Associate Professor Brenda Longfellow of the School of Art and Art History will undertake field research at the ancient Roman city of Pompeii in Italy. The goal of the research is to produce the first systematic survey of the monuments, inscriptions, and objects in the city’s sanctuaries, markets, civic center, and cemeteries that were commissioned by or for women. This survey will provide the source material for Professor Longfellow’s single-author book titled Women in Public in Pompeii. Because this book analyzes the economic and social implications of public activities and engagement of women in Pompeii, Professor Longfellow’s research will further our understanding of the historical nature of female involvement in the larger community and outside of the domestic sphere. Professor Longfellow teaches courses on ancient Roman art history, including a course specifically on Pompeii. Her research during the award period will directly inform undergraduate and graduate discussions in all of her classes about women in the Roman world.

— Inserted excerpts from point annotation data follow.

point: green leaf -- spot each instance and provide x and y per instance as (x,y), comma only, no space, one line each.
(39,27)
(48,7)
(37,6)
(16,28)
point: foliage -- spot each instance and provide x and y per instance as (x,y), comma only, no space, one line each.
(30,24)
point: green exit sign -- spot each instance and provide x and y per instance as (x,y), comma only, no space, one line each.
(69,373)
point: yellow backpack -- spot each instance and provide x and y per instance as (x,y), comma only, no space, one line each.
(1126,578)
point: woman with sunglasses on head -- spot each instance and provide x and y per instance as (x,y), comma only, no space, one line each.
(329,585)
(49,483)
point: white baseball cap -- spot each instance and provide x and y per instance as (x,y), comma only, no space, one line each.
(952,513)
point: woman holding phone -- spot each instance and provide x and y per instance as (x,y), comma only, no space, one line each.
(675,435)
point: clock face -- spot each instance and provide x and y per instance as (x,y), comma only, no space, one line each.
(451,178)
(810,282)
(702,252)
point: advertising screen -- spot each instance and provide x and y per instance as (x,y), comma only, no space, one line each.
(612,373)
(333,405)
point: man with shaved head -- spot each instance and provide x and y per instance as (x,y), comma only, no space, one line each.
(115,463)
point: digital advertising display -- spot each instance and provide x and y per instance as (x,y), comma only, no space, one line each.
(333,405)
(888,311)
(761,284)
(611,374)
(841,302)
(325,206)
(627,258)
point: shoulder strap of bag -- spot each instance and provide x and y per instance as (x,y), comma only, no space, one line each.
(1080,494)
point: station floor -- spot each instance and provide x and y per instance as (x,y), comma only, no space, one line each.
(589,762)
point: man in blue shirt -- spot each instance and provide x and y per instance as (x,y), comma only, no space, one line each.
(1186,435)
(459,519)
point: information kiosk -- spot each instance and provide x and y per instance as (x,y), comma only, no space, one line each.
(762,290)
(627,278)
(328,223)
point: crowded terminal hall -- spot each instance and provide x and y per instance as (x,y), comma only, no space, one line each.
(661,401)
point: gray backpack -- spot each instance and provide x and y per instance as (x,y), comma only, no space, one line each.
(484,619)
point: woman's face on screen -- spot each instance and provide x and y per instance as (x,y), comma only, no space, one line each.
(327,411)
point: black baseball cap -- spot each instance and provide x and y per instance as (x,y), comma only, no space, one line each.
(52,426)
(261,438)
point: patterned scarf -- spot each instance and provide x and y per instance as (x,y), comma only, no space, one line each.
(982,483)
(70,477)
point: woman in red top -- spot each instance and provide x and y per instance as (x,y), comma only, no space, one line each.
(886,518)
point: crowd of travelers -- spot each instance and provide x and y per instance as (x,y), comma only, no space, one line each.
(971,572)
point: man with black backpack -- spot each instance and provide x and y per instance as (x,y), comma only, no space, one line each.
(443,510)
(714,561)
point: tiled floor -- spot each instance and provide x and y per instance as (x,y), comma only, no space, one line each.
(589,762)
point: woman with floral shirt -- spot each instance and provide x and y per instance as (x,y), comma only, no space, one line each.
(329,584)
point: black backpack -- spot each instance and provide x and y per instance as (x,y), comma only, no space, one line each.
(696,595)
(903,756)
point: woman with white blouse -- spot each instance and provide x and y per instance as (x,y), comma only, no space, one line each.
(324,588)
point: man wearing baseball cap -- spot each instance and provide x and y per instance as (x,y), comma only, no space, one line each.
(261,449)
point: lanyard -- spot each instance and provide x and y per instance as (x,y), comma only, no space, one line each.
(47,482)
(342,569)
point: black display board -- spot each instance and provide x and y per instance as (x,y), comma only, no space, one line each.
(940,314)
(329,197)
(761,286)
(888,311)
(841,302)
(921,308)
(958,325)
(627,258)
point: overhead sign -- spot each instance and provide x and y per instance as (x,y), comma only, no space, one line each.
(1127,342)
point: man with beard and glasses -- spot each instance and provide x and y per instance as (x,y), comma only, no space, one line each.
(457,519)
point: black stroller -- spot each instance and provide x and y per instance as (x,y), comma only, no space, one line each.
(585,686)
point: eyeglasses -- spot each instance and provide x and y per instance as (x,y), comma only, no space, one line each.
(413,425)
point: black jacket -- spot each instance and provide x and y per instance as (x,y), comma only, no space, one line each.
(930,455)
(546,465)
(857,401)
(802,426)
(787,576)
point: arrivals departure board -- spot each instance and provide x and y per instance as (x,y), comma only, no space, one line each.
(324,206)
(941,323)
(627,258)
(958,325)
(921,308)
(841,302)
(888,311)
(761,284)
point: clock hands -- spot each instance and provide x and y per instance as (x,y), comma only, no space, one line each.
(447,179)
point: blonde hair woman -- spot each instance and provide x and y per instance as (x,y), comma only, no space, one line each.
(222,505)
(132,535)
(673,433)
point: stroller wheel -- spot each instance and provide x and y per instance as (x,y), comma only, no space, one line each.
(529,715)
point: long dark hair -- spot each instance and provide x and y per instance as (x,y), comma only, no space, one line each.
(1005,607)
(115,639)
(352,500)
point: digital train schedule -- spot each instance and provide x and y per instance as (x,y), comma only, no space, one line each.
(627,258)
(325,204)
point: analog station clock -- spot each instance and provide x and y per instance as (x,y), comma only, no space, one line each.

Associate Professor Miriam Thaggert of the Departments of English and Gender, Women’s and Sexuality Studies will use the award to complete her second single-author book, Riding Jane Crow: African American Women and the Railroad, a social and literary history of African American women and nineteenth- and early-twentieth-century train travel in the United States. Despite the storied position the railroad occupies in American cultural memory and numerous published books on American railroad history, the experiences of African American women are notably absent. While scholars have examined black men’s relationship with the railroad as a symbol representing a blues-inflected freedom or Jim Crow segregation, Professor Thaggert argues that a focus on the experiences of black women more fully depicts the paradoxical progress and retrenchment of black travel during this period. Looking at the railroad—the period’s most triumphant technological achievement—through the eyes of a group that routinely had its citizenship status and femininity questioned reveals the train car as a political space, where racial and gender identities were performed and contested. The award will cover travel to research archives.
The DSHB Faculty Scholar program annually supports up to five rotating positions in the College of Liberal Arts and Sciences. Each DSHB Faculty Scholar, selected by the College of Liberal Arts and Sciences, receives $2,500 over two years to defray research-related expenses such as travel and archiving in the service of a specific project.
The Developmental Studies Hybridoma Bank is housed in the UI Department of Biology, but is independently funded solely through sales of biological samples to biomedical researchers. Created in 1986 by the National Institutes of Health as a national resource, DSHB exists to facilitate biomedical research by providing monoclonal antibody samples to researchers at a fraction of the cost of commercial markets. With the largest non-commercial collection of such samples in the world, which are used to fight cancer and other diseases, DSHB has some 110,000 customers worldwide, including about 200 at the UI. DSHB holds exclusive distribution rights with the National Cancer Institute.